Scalable Cluster in the Cloud¶
Welcome to Scalable Cluster in the Cloud documentation. This project is an extension to Cluster in the Cloud found at: https://cluster-in-the-cloud.readthedocs.io/en/latest/index.html
Intro to Cluster in the Cloud¶
The University of Bristol Advanced Computing Research Centre has developed an open-source project, called Cluster in the Cloud, for the creation and management of computing clusters hosted in the cloud. It is currently the only such project that supports hosting on the Oracle Cloud. This implementation allows building a homogeneous clusters of a predefined size. The cluster is self-managed, stopping idle nodes and starting them again if they are needed. This management system is intended to allow using the system on a pay as you use basis. However, while most VM and Bare Metal instances are not being charged while stopped, DenseIO nodes are. Furthermore, the storage associated with the compute nodes is still being charged even if the nodes are stopped.
Motivation: Why Scalable Cluster in the cloud?¶
This guide shows how Cluster in the Cloud can be extended to create an infinitely scalable heterogenous compute cluster, that is not of a predefined size, but can automatically grow or shrink in size depending on system load.
In appearance, the system looks like a large heterogeneous compute cluster with multiple execute queues:
[codrin@mgmt ~]$ sinfo
PARTITION AVAIL TIMELIMIT NODES STATE NODELIST
compute up infinite 20 idle compute[001-020]
highmem up infinite 3 idle highmem[001-003]
highcpu* up infinite 3 idle highcpu[001-003]

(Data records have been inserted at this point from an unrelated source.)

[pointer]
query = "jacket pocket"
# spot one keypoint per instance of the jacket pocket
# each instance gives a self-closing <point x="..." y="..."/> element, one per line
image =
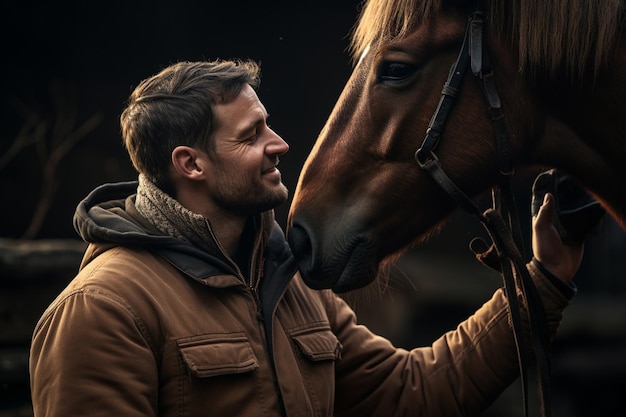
<point x="218" y="354"/>
<point x="318" y="345"/>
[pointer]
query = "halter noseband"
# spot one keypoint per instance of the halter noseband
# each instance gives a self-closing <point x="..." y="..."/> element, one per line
<point x="506" y="237"/>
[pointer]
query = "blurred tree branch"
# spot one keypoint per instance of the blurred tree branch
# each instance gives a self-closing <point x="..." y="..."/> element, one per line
<point x="53" y="138"/>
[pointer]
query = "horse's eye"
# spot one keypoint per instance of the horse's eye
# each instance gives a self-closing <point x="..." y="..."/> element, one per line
<point x="395" y="72"/>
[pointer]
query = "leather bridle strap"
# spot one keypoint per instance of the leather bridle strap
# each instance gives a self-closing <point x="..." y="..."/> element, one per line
<point x="506" y="236"/>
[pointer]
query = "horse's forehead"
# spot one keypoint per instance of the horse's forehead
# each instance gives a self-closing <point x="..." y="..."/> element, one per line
<point x="363" y="54"/>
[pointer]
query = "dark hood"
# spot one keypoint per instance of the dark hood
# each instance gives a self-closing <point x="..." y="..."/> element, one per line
<point x="108" y="216"/>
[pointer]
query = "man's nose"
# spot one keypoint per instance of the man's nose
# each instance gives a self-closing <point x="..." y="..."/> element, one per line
<point x="276" y="145"/>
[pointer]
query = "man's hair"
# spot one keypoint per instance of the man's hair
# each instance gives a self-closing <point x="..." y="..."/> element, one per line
<point x="175" y="107"/>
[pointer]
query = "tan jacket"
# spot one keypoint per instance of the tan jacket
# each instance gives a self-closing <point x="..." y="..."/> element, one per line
<point x="143" y="332"/>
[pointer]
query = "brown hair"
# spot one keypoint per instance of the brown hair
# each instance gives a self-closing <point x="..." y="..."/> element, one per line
<point x="175" y="107"/>
<point x="569" y="35"/>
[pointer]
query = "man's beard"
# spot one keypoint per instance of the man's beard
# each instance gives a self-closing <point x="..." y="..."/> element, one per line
<point x="251" y="200"/>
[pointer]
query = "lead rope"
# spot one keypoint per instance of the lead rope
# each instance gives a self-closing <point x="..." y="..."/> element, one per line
<point x="506" y="236"/>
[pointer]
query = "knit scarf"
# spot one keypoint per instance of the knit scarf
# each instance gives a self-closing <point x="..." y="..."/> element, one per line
<point x="172" y="219"/>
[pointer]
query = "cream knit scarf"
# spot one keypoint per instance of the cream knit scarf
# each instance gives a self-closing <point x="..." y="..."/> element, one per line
<point x="172" y="219"/>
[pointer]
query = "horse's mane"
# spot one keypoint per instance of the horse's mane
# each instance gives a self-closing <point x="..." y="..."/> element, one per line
<point x="568" y="37"/>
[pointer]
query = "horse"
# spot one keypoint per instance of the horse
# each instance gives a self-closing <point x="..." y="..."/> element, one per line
<point x="555" y="72"/>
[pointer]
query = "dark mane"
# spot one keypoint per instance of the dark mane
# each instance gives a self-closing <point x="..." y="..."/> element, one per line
<point x="565" y="37"/>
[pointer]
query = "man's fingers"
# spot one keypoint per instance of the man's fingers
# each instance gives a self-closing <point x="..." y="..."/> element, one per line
<point x="546" y="211"/>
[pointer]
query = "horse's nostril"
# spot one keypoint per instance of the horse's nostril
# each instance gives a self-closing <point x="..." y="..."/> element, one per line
<point x="300" y="243"/>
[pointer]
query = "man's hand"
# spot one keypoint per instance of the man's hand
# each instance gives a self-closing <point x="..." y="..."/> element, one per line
<point x="562" y="260"/>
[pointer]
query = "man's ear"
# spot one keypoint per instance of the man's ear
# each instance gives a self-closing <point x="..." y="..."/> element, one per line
<point x="186" y="163"/>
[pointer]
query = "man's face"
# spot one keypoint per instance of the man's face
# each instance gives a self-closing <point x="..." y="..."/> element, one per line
<point x="244" y="178"/>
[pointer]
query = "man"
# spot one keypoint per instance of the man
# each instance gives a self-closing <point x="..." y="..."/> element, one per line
<point x="188" y="302"/>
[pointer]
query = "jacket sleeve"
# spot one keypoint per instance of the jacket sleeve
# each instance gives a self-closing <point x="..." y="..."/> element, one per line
<point x="90" y="357"/>
<point x="461" y="374"/>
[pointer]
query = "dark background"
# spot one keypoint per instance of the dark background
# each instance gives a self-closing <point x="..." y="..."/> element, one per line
<point x="68" y="63"/>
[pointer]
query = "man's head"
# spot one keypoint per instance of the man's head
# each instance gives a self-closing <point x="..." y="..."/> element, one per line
<point x="176" y="107"/>
<point x="199" y="131"/>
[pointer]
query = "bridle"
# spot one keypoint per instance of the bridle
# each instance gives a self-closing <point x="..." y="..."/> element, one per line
<point x="506" y="236"/>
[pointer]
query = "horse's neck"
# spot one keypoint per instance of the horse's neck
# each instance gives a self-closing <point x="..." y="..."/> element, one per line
<point x="588" y="138"/>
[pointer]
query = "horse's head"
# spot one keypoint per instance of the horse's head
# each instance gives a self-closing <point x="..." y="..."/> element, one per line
<point x="361" y="197"/>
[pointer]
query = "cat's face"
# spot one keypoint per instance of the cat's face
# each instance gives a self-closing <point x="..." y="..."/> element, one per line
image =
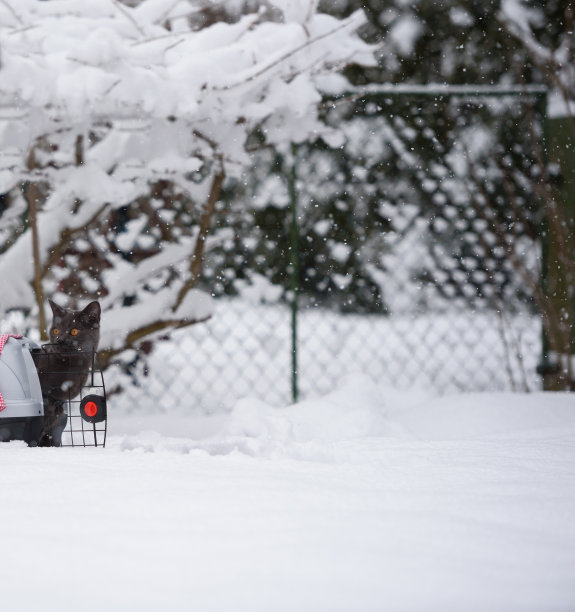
<point x="75" y="329"/>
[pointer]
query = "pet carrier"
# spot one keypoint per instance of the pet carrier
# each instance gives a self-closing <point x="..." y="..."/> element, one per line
<point x="21" y="407"/>
<point x="81" y="418"/>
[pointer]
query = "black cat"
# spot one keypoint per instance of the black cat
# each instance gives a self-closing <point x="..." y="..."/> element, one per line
<point x="64" y="364"/>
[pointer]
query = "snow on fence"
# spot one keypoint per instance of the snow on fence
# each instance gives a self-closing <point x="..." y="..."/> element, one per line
<point x="244" y="350"/>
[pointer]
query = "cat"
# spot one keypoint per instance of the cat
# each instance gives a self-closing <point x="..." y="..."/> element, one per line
<point x="64" y="364"/>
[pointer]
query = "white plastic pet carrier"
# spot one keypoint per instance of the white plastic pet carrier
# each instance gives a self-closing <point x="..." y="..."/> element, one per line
<point x="21" y="406"/>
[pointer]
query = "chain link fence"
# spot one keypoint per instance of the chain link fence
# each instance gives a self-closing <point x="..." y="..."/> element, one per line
<point x="416" y="276"/>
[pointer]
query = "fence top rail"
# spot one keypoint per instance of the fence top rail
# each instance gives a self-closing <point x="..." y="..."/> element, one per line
<point x="441" y="91"/>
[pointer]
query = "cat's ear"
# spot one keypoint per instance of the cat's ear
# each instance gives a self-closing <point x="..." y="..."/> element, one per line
<point x="57" y="311"/>
<point x="92" y="312"/>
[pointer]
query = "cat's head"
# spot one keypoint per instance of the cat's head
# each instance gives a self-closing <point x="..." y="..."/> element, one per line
<point x="76" y="329"/>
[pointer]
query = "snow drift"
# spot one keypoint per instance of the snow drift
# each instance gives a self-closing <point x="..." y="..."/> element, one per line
<point x="365" y="499"/>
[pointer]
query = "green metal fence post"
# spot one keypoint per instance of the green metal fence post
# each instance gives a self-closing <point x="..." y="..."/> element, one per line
<point x="294" y="273"/>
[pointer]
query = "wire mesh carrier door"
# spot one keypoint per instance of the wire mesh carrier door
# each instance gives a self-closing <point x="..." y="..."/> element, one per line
<point x="73" y="387"/>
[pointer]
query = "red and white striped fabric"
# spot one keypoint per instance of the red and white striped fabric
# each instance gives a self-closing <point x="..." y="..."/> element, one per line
<point x="3" y="340"/>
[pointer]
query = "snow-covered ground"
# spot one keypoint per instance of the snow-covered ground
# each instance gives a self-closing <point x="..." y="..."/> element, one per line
<point x="366" y="499"/>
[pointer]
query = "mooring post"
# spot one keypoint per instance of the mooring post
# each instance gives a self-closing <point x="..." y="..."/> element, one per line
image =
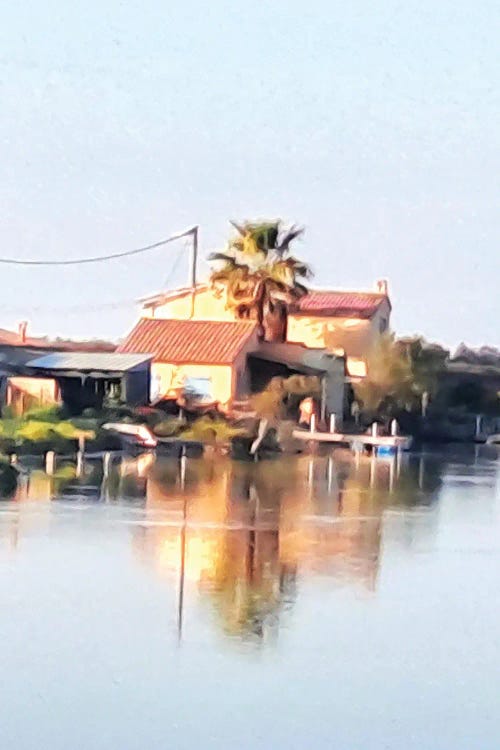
<point x="182" y="468"/>
<point x="50" y="463"/>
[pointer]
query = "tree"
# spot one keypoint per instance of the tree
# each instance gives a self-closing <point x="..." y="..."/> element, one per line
<point x="400" y="373"/>
<point x="260" y="277"/>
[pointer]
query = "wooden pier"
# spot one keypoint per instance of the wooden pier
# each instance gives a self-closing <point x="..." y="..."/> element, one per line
<point x="396" y="442"/>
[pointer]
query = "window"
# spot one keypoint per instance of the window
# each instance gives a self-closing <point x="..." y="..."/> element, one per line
<point x="198" y="388"/>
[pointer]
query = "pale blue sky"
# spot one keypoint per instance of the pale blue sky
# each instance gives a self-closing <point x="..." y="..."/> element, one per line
<point x="376" y="125"/>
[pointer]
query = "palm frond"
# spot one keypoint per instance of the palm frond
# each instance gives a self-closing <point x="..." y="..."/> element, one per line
<point x="289" y="236"/>
<point x="239" y="227"/>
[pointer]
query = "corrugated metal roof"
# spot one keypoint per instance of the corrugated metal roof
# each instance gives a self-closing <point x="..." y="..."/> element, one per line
<point x="183" y="341"/>
<point x="103" y="361"/>
<point x="341" y="304"/>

Behind the scenes, Oracle compute instances are created and destroyed on-they-fly depending on cluster utilization. By dynamically creating and destroying instances, this process avoids paying for unused resources. Furthermore, compared to the existing approach, this implementation does not need to spin-up the whole cluster to present a close-to-infinite capacity. For submitting the following job:
[codrin@mgmt ~]$ sbatch mpisubmit
No compute nodes are available, so the management node will schedule the job and create two instances.